Face à ce mur d'évidence, la question finit par se transformer, bien sûr : et si cette relégation obéissait finalement à une volonté politique ? Même lorsqu'elle est mue par des intentions bienveillantes, ce qui est loin d'être toujours le cas, même habillée des prétextes les plus crédibles (ou utilitaires, électoralistes, comme dans l'ancienne « ceinture rouge » francilienne), la création délibérée de frontières étanches entre ces deux mondes que sont les banlieues et... la France, l'autre, celle des centre-villes et des campagnes, apparaît brutale et insoutenable.
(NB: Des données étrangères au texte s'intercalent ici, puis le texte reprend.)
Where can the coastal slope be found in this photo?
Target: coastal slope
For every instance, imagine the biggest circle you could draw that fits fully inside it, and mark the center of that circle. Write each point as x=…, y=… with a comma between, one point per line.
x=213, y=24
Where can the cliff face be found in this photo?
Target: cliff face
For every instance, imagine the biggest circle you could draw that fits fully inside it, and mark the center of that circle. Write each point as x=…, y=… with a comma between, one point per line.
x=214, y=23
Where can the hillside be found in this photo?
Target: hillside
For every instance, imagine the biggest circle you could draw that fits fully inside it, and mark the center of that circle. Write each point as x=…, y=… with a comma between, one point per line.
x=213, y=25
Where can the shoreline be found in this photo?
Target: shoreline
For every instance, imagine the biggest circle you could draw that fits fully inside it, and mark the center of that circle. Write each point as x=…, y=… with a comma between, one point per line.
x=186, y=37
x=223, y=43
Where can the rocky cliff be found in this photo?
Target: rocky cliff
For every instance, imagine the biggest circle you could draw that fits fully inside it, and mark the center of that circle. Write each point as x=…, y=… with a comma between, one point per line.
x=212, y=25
Il faudrait être bien aveugle pour nier la construction de cette barrière depuis cinquante ans entre la ville, globalement riche, élégante et permettant une certaine mixité sociale, et la banlieue où se concentrent, à l'exception de tout autre groupe social, les plus démunis, les plus paumés, les moins éduqués, les derniers arrivants culturellement déracinés. Leur accès à la ville se limite aux horaires de leur travail généralement pénible et sous-qualifié : et si c'était eux, la France qui se lève tôt ? L'auteur nous rappelle le rôle politique essentiel – à défaut d'un rôle électoral ! - que revêt cet infra-monde : bouc émissaire commode à toutes nos dérives, ennemi intérieur désigné responsable (c'est bien à cause des banlieues qu'il se vend de la drogue en France, non ?), monde oublié de tous et notamment des partis de gauche (trop pauvres pour être socialistes, trop ternes et trop « normaux » pour attirer l'attention des alterquelquechose) comme des syndicats (les chômeurs ne sont pas syndiqués, et les ados à casquette ne savent pas manifester proprement).
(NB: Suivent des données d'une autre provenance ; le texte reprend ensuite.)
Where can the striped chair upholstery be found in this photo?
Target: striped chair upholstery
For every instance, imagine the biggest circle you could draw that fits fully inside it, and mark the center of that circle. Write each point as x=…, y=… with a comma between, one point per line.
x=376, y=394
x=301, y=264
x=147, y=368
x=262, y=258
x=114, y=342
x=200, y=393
La conclusion de cet essai est aussi amère qu'inquiétante : en contribuant à éviter les pires explosions de désespoir, les travailleurs sociaux ne sont-ils pas finalement les auxiliaires involontaires d'une politique qui est suicidaire à l'échelle du pays et à moyen terme ? Comment un pays peut-il durablement se couper d'un morceau de lui-même sans risquer la déflagration ? Autrement dit : il est plus qu'urgent d'abattre ces frontières artificielles, sans cela on ne parviendra pas à recréer une citoyenneté qui rassemble, et permette à chacun de trouver sa place, comme nous le promet, et nous l'a longtemps assuré, le contrat républicain.